In addition, if predicted 6 month mortality
is greater than 1.5%, patients should
receive an oral loading dose of clopidogrel
300mg and continue on a maintenance
dose of 75mg daily for one year.
Selected high risk patients may be given
ticagrelor instead of clopidogrel (doses as
below) following advice from a Consultant
cardiologist only (as per NICE guidance).3
NSTEMI:
Patients should receive an oral loading
dose of aspirin 300mg and continue on a
maintenance dose of 75mg daily for life.
In addition, patients with a clear cut
diagnosis of NSTEMI following cardiology
review should receive an oral loading dose
of ticagrelor 180mg, unless contra-
indicated e.g. excessive bleeding risk,
active bleeding, history of intracranial
haemorrhage and continue on a
maintenance dose of 90mg twice a day for
one year (specify duration at discharge).

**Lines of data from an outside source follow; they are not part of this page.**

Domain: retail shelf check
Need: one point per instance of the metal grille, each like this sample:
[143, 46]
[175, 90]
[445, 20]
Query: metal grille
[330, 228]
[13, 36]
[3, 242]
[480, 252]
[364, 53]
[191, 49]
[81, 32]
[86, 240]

Where there is clinical uncertainty
between NSTEMI and UA, the patient
should be treated in the usual way with
aspirin and clopidogrel.
If the patient receives an initial loading of
aspirin and clopidogrel, the patient may be
subsequently switched to ticagrelor
following cardiology advice: stop
clopidogrel and give a loading dose of
ticagrelor 180mg and then continue on a
maintenance dose of 90mg twice a day.
Alternative antiplatelet agents
If a patient is intolerant to one antiplatelet
agent, they may be switched to an alternative
from those available e.g. clopidogrel, ticagrelor
or prasugrel. Contact the cardiology SpR for
further advice about alternatives.
Anticoagulant therapy
All patients with a confirmed diagnosis of ACS
particularly those with ECG changes indicative
of ischemia and/or troponin rise should be
prescribed fondaparinux (a factor Xa inhibitor),
unless they have a high bleeding risk. Factors
associated with a high bleeding risk include:
advancing age
known bleeding complications
renal impairment
low body weight (less than 50kg)
Use of fondaparinux in these patients should
be carefully considered. Contact the cardiology
SpR on call for further advice if necessary.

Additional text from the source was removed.